Le ministère de l'Économie va créer en 2026 un dispositif de certification pour soutenir les services essentiels dans les zones peu peuplées
Le ministère de l'Économie, du Commerce et de l'Industrie lancera en 2026 un dispositif certifiant les plans de gestion des opérateurs qui fournissent des services indispensables à la vie quotidienne dans les zones peu peuplées. Il s'agira de faciliter l'accès au soutien financier et d'encourager les investissements visant à économiser la main-d'œuvre. L'objectif est de maintenir des activités telles que la vente de produits alimentaires et le transport.
Services essentiels certifiés
Le nouveau dispositif, baptisé « services essentiels certifiés », ciblera les entreprises et les coopératives de services qui soutiennent l'habillement, l'alimentation et le logement dans les zones peu peuplées. Les opérateurs devront élaborer un plan de gestion permettant, dans un délai de cinq ans, de revenir à l'équilibre ou de sortir d'une situation de capitaux propres négatifs, puis celui-ci sera certifié par l'État ou les collectivités locales.
Soutien financier et économies de main-d'œuvre
Le dispositif vise les petites et moyennes entreprises ainsi que les microentreprises, dont le risque de défaut est relativement élevé. La certification du plan doit faciliter l'obtention de garanties de crédit et l'acceptation d'investissements en provenance d'institutions financières publiques. La Japan Finance Corporation prêtera jusqu'à 720 millions de yens et appliquera un taux d'intérêt inférieur de 0,9 % à celui des critères habituels de prêt.
Ressources locales et continuité des activités
L'État entend promouvoir des structures permettant de poursuivre l'activité avec un effectif réduit grâce à des gains d'efficacité tirés des investissements informatiques. Il entend aussi soutenir l'expansion de la taille des entreprises par le rachat d'activités d'autres sociétés et leur diversification. Dans les entreprises et coopératives certifiées, les fonctionnaires locaux seront considérés comme des ressources humaines clés pour la gestion. Le cumul d'activités est déjà autorisé, mais les examens et coordinations au sein des collectivités prennent souvent du temps, et la certification du plan devrait raccourcir les procédures.
Secteurs concernés et contexte
Les secteurs visés comprennent environ 70 activités, dont les supermarchés qui vendent des produits alimentaires et des biens de consommation courante, ainsi que les stations-service. Les critères incluent l'absence d'un concurrent du même secteur dans un rayon de 800 mètres et la perspective d'un certain niveau de clientèle.

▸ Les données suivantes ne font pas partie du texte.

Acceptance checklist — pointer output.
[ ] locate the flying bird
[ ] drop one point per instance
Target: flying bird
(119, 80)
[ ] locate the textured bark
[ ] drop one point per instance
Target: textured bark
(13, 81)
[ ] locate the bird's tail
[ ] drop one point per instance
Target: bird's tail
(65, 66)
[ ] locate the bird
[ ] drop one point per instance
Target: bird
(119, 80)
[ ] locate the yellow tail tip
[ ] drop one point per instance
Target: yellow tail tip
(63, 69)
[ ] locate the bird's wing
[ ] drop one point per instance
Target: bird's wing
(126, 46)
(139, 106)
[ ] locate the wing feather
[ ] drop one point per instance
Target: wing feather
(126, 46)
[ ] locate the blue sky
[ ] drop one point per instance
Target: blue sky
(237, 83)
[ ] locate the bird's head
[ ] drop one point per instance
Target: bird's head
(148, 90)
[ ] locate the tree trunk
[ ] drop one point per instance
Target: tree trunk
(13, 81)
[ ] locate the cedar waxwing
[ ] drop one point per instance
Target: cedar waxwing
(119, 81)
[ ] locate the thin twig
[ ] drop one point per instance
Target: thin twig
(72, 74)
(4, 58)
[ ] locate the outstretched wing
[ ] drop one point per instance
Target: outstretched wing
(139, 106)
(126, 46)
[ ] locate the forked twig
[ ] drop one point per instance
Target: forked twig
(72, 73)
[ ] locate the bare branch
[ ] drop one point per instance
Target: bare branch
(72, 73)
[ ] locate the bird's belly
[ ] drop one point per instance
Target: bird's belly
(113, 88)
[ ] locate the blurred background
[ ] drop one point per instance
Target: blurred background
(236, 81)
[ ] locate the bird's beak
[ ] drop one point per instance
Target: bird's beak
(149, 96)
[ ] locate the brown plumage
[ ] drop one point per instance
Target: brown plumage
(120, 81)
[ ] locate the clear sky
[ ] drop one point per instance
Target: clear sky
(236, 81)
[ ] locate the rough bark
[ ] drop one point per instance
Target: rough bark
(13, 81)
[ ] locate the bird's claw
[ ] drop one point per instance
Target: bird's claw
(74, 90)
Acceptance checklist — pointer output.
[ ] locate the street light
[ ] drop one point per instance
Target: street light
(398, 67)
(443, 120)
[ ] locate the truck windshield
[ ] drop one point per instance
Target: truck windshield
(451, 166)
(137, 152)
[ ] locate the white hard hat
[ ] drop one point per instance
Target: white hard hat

Selon le ministère de l'Économie, du Commerce et de l'Industrie, 187 municipalités à travers le pays comptaient une population dont 40 % étaient des personnes âgées vivant à plus de 500 mètres d'un magasin et ayant des difficultés à utiliser une voiture. Une estimation indique aussi que le déclin régional pourrait faire baisser le produit intérieur brut réel jusqu'à 76 000 milliards de yens. Selon le ministère de la Santé, du Travail et des Affaires sociales, les salaires des travailleurs chargés des infrastructures sociales, notamment dans le transport et le commerce de détail, sont inférieurs de 45 000 yens par mois à ceux des salariés du commerce, de l'administration et d'autres secteurs. Cela contribue à la pénurie de main-d'œuvre, et le dispositif vise aussi à accroître la productivité par des économies de main-d'œuvre afin de dégager des ressources pour les hausses de salaires.